An 8-(Diazomethyl) Quinoline Derivatized Acyl-CoA in Silico Mass Spectral Library Reveals the Landscape of Acyl-CoA in Aging Mouse Organs.

ABSTRACT

Acyl-Coenzyme As (acyl-CoAs) are essential intermediates to incorporate carboxylic acids into the bioactive metabolic network across all species, which play important roles in lipid remodeling, fatty acids, and xenobiotic carboxylic metabolism. However, due to the poor liquid chromatographic behavior, the relatively low mass spectrometry (MS) sensitivity, and lack of authentic standards for annotation, the in-depth untargeted profiling of acyl-CoAs is challenging. We developed a chemical derivatization strategy of acyl-CoAs by employing 8-(diazomethyl) quinoline (8-DMQ) as the labeling reagent, which increased the detection sensitivity by 625-fold with good peak shapes. By applying the MS/MS fragmentation rules learned from the MS/MS spectra of 8-DMQ-acyl-CoA authentic standards, an 8-DMQ-acyl-CoA in silico mass spectral library containing 33,344 high-resolution tandem mass spectra of 8,336 acyl-CoA species was created.
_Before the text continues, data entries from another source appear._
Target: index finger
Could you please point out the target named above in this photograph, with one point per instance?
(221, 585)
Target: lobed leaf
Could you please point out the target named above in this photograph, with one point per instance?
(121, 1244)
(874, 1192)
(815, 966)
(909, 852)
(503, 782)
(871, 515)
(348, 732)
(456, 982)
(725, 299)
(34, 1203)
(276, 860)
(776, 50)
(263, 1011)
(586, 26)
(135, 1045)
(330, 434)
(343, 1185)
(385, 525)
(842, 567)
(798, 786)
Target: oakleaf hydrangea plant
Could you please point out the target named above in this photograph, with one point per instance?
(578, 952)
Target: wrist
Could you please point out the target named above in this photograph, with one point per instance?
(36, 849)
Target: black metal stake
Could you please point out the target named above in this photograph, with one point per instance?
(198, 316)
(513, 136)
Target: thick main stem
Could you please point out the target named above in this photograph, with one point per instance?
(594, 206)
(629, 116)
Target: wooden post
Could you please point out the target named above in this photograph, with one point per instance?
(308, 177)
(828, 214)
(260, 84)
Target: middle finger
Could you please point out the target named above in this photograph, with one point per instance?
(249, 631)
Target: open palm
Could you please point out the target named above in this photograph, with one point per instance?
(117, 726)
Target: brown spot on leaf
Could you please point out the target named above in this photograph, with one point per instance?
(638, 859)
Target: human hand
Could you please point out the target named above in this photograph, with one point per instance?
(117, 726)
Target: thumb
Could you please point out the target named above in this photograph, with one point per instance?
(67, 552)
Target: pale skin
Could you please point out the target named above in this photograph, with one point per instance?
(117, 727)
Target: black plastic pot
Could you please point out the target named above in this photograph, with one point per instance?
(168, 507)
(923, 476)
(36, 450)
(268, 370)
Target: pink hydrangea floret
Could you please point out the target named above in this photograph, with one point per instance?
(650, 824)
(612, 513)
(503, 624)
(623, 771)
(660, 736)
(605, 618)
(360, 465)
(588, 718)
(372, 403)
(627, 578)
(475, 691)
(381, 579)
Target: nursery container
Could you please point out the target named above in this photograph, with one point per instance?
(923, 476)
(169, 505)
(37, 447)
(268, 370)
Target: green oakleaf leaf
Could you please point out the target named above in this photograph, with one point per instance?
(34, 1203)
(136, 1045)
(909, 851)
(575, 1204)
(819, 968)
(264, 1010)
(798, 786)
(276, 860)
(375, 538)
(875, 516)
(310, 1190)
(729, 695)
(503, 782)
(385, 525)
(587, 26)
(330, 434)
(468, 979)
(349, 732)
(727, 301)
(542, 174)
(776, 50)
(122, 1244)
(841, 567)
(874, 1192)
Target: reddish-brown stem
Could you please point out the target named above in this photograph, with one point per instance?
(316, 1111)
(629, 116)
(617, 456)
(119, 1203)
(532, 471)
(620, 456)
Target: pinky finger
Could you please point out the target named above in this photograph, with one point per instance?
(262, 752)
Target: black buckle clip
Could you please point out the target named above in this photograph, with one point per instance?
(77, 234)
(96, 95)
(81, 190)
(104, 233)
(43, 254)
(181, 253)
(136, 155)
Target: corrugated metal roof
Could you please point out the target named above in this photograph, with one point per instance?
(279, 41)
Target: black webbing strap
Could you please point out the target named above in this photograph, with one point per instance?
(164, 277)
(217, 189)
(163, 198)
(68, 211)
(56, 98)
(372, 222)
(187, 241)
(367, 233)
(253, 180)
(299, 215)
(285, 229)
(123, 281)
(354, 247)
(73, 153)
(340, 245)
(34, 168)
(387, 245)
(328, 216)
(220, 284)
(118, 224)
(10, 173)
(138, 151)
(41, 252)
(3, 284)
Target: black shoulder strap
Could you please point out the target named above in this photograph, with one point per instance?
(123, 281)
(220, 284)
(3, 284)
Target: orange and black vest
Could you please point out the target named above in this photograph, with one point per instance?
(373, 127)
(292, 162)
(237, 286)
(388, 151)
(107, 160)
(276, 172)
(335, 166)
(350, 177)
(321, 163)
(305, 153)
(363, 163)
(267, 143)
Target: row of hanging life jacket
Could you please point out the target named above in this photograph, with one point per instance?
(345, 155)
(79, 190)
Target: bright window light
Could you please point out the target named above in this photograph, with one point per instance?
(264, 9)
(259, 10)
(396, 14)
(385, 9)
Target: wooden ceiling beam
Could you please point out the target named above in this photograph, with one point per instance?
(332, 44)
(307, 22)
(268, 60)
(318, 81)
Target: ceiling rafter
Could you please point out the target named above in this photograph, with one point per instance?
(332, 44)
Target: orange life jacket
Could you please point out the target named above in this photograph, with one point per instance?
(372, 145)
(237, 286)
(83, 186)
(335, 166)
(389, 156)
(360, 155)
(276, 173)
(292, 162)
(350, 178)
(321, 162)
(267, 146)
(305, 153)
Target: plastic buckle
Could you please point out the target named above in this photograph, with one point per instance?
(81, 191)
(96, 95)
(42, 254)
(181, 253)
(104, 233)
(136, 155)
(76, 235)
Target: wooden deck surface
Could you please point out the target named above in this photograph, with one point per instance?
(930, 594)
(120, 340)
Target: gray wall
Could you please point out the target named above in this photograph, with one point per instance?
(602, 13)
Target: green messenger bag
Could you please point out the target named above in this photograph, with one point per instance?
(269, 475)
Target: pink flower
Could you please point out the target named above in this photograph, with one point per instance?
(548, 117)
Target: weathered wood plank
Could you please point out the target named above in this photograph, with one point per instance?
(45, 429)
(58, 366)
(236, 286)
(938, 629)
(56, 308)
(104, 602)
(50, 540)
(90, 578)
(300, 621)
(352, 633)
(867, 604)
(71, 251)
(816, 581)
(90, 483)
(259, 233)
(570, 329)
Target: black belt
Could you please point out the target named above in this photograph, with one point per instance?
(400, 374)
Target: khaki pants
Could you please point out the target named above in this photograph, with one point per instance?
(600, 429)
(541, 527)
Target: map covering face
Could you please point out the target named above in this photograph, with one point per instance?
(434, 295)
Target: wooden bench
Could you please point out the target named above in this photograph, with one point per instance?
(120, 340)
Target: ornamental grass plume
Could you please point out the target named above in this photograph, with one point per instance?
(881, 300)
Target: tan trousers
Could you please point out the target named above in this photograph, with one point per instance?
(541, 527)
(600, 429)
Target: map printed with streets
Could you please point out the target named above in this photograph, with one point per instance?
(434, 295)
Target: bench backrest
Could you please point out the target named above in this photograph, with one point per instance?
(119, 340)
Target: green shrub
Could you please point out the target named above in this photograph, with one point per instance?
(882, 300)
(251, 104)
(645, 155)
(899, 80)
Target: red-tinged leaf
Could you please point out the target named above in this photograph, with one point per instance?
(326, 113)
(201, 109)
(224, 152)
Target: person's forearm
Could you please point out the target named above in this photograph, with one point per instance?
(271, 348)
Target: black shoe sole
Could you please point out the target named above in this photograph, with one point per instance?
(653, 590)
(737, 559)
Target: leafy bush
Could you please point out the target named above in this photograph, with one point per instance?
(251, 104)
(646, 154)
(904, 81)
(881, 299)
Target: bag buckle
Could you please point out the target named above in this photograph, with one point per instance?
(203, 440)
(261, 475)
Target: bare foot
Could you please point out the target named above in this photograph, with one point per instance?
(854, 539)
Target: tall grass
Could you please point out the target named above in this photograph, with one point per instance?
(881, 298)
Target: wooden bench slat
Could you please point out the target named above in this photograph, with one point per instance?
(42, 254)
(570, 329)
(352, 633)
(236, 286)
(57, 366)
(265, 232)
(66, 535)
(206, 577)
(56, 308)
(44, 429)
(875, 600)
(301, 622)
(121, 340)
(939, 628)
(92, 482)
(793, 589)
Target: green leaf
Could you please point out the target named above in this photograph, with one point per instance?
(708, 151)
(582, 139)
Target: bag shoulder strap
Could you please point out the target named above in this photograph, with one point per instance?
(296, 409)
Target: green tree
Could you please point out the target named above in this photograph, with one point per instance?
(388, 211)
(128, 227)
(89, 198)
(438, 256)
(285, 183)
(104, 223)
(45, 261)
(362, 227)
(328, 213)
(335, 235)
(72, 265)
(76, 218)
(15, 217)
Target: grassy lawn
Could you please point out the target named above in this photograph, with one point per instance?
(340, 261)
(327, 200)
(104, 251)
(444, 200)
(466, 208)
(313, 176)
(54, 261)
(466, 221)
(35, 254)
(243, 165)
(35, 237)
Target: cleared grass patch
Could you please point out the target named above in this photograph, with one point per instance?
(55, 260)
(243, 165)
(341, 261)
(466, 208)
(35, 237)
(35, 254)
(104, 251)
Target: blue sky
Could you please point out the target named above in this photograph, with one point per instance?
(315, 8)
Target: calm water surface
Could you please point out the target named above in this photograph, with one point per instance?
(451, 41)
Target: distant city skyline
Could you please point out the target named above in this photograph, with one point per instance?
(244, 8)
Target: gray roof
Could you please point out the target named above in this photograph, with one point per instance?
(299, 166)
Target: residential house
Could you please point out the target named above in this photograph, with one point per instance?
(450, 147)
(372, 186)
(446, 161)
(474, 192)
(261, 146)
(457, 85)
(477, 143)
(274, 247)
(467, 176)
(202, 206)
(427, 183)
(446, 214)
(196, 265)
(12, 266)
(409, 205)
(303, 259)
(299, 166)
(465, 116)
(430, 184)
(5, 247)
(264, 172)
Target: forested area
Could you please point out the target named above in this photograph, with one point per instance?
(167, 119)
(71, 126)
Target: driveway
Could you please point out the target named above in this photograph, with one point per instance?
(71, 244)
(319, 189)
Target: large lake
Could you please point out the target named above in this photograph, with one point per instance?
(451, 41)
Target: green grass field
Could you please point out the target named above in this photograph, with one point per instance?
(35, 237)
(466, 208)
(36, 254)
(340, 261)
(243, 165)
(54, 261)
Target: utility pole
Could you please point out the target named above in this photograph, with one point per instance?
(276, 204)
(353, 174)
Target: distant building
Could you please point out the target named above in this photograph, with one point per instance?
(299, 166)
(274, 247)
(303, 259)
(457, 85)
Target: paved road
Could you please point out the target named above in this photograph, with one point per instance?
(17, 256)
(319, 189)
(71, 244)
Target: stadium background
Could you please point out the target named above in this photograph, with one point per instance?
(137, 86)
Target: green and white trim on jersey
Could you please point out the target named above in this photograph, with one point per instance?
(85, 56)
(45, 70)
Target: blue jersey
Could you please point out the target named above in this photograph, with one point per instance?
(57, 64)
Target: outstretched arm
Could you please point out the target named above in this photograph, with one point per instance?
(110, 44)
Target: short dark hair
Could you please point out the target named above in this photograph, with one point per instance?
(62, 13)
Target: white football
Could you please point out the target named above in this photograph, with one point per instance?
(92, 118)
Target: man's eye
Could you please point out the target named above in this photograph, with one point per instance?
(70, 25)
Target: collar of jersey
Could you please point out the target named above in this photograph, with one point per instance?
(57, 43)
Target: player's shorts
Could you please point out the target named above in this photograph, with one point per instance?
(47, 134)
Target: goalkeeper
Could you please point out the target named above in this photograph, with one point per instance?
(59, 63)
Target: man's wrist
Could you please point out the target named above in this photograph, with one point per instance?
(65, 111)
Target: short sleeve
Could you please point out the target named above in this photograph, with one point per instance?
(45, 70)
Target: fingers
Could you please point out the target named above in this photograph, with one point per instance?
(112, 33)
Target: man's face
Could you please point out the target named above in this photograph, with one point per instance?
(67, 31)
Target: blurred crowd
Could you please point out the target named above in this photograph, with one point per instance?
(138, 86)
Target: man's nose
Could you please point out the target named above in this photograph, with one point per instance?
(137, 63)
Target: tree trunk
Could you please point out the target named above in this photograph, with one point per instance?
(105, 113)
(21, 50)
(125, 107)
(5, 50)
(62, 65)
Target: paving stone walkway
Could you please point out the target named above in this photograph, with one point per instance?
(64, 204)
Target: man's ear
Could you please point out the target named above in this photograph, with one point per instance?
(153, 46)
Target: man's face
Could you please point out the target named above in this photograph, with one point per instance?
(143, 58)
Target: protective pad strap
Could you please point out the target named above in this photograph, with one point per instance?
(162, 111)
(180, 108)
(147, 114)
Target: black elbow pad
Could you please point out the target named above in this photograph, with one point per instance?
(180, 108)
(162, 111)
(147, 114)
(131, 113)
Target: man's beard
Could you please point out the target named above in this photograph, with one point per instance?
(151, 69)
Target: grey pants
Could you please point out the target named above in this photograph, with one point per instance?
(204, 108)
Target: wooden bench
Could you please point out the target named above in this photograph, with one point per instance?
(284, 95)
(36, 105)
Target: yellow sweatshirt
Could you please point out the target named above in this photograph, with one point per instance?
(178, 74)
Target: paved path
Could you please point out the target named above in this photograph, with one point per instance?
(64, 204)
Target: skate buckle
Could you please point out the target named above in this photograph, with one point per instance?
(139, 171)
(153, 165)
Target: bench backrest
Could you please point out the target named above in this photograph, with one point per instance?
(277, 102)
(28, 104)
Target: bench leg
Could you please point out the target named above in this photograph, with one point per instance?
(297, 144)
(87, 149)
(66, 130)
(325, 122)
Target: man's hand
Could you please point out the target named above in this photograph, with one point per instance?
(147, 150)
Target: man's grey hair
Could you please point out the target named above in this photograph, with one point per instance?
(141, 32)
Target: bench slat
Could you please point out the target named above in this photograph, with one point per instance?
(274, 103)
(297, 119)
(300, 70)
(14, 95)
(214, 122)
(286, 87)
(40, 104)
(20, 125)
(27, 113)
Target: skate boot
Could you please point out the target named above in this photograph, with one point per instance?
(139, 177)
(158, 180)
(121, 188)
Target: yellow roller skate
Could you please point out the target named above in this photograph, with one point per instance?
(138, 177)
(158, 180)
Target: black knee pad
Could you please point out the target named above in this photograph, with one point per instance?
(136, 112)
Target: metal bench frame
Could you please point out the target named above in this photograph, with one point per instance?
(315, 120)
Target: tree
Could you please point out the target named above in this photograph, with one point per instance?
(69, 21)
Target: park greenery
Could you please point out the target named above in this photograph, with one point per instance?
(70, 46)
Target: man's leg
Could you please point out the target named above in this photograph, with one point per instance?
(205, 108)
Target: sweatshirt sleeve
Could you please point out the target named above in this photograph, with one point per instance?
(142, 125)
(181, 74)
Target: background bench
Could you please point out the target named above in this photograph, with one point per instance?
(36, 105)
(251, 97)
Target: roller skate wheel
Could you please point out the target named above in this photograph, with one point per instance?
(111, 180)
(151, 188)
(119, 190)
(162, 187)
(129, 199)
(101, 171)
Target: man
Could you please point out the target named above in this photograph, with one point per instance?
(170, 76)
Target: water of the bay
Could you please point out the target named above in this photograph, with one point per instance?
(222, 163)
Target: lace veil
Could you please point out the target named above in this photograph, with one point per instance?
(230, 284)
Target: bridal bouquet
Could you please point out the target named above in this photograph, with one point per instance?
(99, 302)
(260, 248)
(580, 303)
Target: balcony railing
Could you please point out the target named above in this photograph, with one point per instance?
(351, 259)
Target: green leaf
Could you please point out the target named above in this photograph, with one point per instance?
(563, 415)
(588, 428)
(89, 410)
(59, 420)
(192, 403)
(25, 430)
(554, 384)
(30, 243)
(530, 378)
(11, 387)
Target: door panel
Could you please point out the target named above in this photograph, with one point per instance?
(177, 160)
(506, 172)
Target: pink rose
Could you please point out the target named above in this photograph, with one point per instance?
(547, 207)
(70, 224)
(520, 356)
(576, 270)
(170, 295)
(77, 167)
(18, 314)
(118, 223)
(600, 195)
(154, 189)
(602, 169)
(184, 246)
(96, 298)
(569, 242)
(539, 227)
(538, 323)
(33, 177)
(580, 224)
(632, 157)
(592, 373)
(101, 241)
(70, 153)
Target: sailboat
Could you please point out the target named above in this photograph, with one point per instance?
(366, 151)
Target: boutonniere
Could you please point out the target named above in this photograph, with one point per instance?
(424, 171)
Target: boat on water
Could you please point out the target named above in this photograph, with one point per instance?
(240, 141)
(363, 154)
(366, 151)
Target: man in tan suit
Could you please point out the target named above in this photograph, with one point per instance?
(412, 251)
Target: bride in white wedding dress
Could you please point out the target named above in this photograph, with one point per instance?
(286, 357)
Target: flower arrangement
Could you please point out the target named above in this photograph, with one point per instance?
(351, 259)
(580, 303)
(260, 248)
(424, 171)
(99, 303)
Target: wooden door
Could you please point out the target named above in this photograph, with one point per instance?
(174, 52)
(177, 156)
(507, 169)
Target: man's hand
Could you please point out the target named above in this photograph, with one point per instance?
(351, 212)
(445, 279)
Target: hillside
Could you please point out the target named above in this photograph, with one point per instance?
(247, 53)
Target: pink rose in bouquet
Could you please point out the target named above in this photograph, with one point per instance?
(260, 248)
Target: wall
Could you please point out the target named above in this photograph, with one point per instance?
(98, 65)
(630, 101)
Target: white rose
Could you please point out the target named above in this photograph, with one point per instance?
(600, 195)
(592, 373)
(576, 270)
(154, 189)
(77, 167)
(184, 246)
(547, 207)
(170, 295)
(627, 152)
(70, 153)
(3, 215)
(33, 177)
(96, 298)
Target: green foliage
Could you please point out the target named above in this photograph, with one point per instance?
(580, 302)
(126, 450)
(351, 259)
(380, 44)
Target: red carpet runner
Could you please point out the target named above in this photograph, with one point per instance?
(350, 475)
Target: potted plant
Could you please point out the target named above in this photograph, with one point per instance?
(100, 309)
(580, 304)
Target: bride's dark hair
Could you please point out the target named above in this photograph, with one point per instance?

The in silico library facilitated the high-throughput and automatic annotation of acyl-CoA using multiple metabolomic data processing tools, such as NIST MS Search and MSDIAL. The feasibility of the in silico library in a complex sample was demonstrated by profiling endogenous acyl-CoAs in multiple organs of an aging mouse. 53 acyl-CoA species were annotated, including 12 oxidized fatty acyl-CoAs and 3 novel nonfatty acyl-CoAs. False positive annotations were further screened by developing an eXtreme Gradient Boosting (XGBoost) based retention time prediction model. The organ distribution and the aging dynamics of acyl-CoAs in a mouse model were discussed for the first time, which helped to elucidate the organ-specific function of acyl-CoAs and the role of different acyl-CoA species during aging.